Background: The objective of this study was to develop and psychometrically evaluate a general measure of patients' satisfaction with medication, the Treatment Satisfaction Questionnaire for Medication (TSQM).
Methods: The content and format of 55 initial questions were based on a formal conceptual framework, an extensive literature review, and the input from three patient focus groups. Patient interviews were used to select the most relevant questions for further evaluation (n = 31). The psychometric performance of items and resulting TSQM scales were examined using eight diverse patient groups (arthritis, asthma, major depression, type I diabetes, high cholesterol, hypertension, migraine, and psoriasis) recruited from a national longitudinal panel study of chronic illness (n = 567). Participants were then randomized to complete the test items using one of two alternate scaling methods (Visual Analogue vs. Likert-type).

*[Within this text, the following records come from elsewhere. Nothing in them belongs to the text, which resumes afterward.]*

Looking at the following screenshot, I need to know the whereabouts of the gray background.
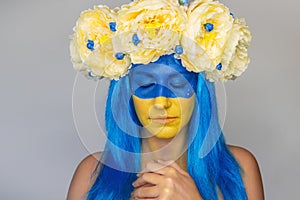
[0,0,300,200]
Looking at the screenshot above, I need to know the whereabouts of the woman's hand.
[131,160,202,200]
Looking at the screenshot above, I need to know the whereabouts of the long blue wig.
[87,55,247,200]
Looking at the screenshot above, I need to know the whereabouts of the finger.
[132,185,159,198]
[132,173,162,188]
[157,160,188,175]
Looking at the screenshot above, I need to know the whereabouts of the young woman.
[67,0,264,200]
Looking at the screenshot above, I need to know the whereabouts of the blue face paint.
[130,56,197,99]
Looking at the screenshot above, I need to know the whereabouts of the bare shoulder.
[67,152,101,200]
[228,145,264,200]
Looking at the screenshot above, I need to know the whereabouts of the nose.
[154,96,172,109]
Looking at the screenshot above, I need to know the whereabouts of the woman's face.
[130,63,197,138]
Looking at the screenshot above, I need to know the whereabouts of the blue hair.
[87,55,247,200]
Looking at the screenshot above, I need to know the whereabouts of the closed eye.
[170,81,187,88]
[139,83,155,88]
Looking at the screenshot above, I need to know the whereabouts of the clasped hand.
[130,160,202,200]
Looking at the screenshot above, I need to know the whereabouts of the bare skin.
[67,145,264,200]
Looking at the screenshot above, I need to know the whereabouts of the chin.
[149,127,179,139]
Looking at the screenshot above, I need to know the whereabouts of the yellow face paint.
[132,94,195,139]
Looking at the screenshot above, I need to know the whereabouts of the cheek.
[132,95,152,126]
[178,94,195,126]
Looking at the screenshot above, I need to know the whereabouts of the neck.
[141,126,188,170]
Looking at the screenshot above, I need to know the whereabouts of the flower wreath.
[70,0,251,82]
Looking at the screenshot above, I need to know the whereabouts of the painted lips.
[150,117,178,124]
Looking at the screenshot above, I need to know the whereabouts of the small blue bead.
[132,34,140,46]
[115,52,125,60]
[86,40,95,51]
[178,0,189,5]
[216,63,223,70]
[109,22,117,32]
[204,23,214,32]
[175,45,183,55]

Results: A factor analysis (principal component extraction with varimax rotation) of specific items revealed three factors (Eigenvalues > 1.7) explaining 75.6% of the total variance; namely Side effects (4 items, 28.4%, Cronbach's Alpha =.87), Effectiveness (3 items, 24.1%, Cronbach's Alpha =.85), and Convenience (3 items, 23.1%, Cronbach's Alpha =.87). A second factor analysis of more generally worded items yielded a Global Satisfaction scale (3 items, Eigenvalue = 2.3, 79.1%, Cronbach's Alpha =.85). The final four scales possessed good psychometric properties, with the Likert-type scaling method performing better than the VAS approach. Significant differences were found on the TSQM by the route of medication administration (oral, injectable, topical, inhalable), level of illness severity, and length of time on medication. Regression analyses using the TSQM scales accounted for 40-60% of variation in patients' ratings of their likelihood to persist with their current medication.
Conclusion: The TSQM is a psychometrically sound and valid measure of the major dimensions of patients' satisfaction with medication. Preliminary evidence suggests that the TSQM may also be a good predictor of patients' medication adherence across different types of medication and patient populations.